# Quickstart

Modular Diffusers is a framework for quickly building flexible and customizable pipelines. These pipelines can go beyond what standard `DiffusionPipeline`s can do. At the core of Modular Diffusers are [ModularPipelineBlocks](/docs/diffusers/v0.38.0/en/api/modular_diffusers/pipeline_blocks#diffusers.ModularPipelineBlocks) that can be combined with other blocks to adapt to new workflows. The blocks are converted into a [ModularPipeline](/docs/diffusers/v0.38.0/en/api/modular_diffusers/pipeline#diffusers.ModularPipeline), a friendly user-facing interface for running generation tasks.

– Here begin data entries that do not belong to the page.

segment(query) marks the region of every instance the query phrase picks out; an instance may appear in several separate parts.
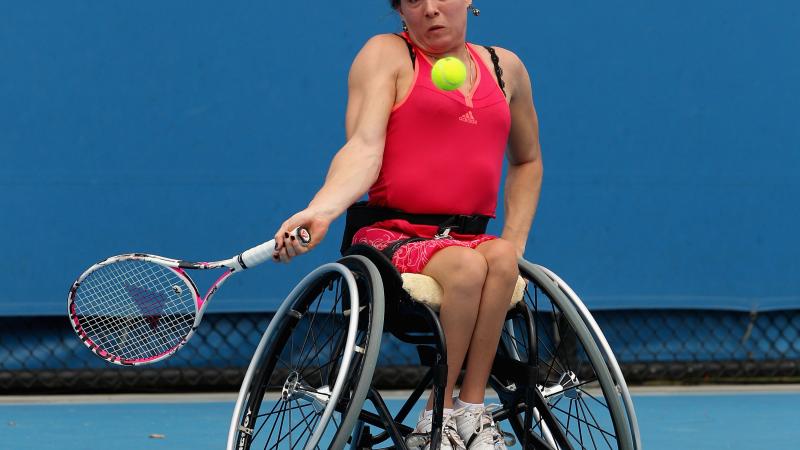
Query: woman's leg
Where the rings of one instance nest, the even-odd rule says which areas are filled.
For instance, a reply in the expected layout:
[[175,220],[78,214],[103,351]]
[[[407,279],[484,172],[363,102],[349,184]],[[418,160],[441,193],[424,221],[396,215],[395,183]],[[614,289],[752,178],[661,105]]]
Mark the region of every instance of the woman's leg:
[[[469,342],[467,371],[458,396],[467,403],[483,403],[508,304],[519,276],[516,249],[509,241],[495,239],[484,242],[476,250],[485,258],[488,271]],[[447,337],[449,339],[450,335]]]
[[[464,364],[464,356],[478,318],[481,290],[487,265],[483,255],[471,248],[447,247],[436,252],[422,270],[435,279],[443,291],[439,321],[447,341],[447,387],[445,408],[453,407],[453,388]],[[433,397],[427,409],[433,408]]]

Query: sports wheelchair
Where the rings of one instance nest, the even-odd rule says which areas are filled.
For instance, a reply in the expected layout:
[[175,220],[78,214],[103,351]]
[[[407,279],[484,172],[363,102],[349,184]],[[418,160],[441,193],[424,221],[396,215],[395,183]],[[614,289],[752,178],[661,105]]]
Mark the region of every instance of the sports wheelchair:
[[[427,389],[431,448],[439,447],[447,351],[438,284],[401,275],[372,247],[348,245],[346,233],[344,257],[303,278],[270,321],[239,391],[228,450],[406,449],[416,421],[408,415]],[[519,271],[489,380],[500,401],[494,420],[511,430],[506,444],[640,450],[628,388],[589,311],[550,270],[520,259]],[[417,346],[427,367],[394,415],[372,387],[383,333]]]

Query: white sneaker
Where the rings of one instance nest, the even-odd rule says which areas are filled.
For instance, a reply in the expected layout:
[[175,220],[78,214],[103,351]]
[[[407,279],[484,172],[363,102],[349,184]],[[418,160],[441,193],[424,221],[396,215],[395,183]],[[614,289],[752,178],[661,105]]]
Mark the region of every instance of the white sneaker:
[[[453,413],[445,413],[442,423],[442,444],[441,450],[466,450],[464,441],[456,429]],[[431,448],[431,427],[433,416],[425,417],[424,411],[419,415],[417,426],[414,431],[406,437],[406,446],[409,450],[430,450]]]
[[472,406],[456,411],[456,427],[461,439],[469,450],[506,450],[504,434],[492,419],[492,410],[499,405],[488,407]]

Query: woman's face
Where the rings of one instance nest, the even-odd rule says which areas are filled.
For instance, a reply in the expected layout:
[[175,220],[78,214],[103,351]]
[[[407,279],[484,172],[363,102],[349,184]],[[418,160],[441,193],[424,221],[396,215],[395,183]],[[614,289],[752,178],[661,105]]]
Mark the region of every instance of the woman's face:
[[400,16],[422,49],[443,53],[464,44],[470,0],[402,0]]

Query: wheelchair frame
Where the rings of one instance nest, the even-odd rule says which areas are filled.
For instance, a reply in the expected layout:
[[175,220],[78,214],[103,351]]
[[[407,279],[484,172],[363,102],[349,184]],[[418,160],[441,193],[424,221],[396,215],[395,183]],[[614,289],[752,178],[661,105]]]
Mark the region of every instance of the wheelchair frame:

This guide shows you how to run a modular pipeline, understand its structure, and customize it by modifying the blocks that compose it.

## Run a pipeline

[ModularPipeline](/docs/diffusers/v0.38.0/en/api/modular_diffusers/pipeline#diffusers.ModularPipeline) is the main interface for loading, running, and managing modular pipelines.
```py
import torch
from diffusers import ModularPipeline, ComponentsManager

# Use ComponentsManager to enable auto CPU offloading for memory efficiency
manager = ComponentsManager()
manager.enable_auto_cpu_offload(device="cuda:0")

pipe = ModularPipeline.from_pretrained("Qwen/Qwen-Image", components_manager=manager)
pipe.load_components(torch_dtype=torch.bfloat16)

image = pipe(
    prompt="cat wizard with red hat, gandalf, lord of the rings, detailed, fantasy, cute, adorable, Pixar, Disney",
).images[0]
image
```

[from_pretrained()](/docs/diffusers/v0.38.0/en/api/modular_diffusers/pipeline#diffusers.ModularPipeline.from_pretrained) uses lazy loading - it reads the configuration to learn where to load each component from, but doesn't actually load the model weights until you call [load_components()](/docs/diffusers/v0.38.0/en/api/modular_diffusers/pipeline#diffusers.ModularPipeline.load_components). This gives you control over when and how components are loaded.

> [!TIP]
> `ComponentsManager` with `enable_auto_cpu_offload` automatically moves models between CPU and GPU as needed, reducing memory usage for large models like Qwen-Image. Learn more in the [ComponentsManager](./components_manager) guide.
>
> If you don't need offloading, remove the `components_manager` argument and move the pipeline to your device manually with `to("cuda")`.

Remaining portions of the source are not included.